Libération afirma que foi uma granada ofensiva, lançada pela polícia para dispersar os manifestantes, que matou o ativista de 21 anos. O jornal diz que nada justifica a morte de um jovem. A tragédia fragiliza o governo que, além do mais, demorou a dar os pêsames aos familiares da vítima. A construção dessa barragem, comprovadamente inútil, tem que ser cancelada, exige Libération.

Tensão entre ecologistas e governo

O drama reanimou a tensão entre os ecologistas e o governo, escreve Le Figaro. Antes mesmo de a Justiça ter apontado a polícia como provável responsável pela morte do ativista, o partido ecologista francês, ex-aliado do governo, denunciou a repressão policial contra os manifestantes.

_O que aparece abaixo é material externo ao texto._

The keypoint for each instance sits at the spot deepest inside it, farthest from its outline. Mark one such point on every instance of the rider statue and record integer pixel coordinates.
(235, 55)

Para a ex-ministra Cecile Duflot, esse drama “mancha irremediavelmente a ação do governo”. O executivo francês se defende e “aponta a instrumentalização política” do caso, indica o jornal conservador.

Teme-se agora uma escalada do movimento contra a construção da barragem alerta Le Parisien. O tabloide informa que os próprios militantes ecologistas estão preocupados com a radicalização de grupos que aderiram ao movimento, como o Black Bloc. Mas os manifestantes que ocupam o local previsto para a construção da barragem estão mais determinados do que nunca e o projeto pode ser suspenso pelo governo, acredita Le Parisien.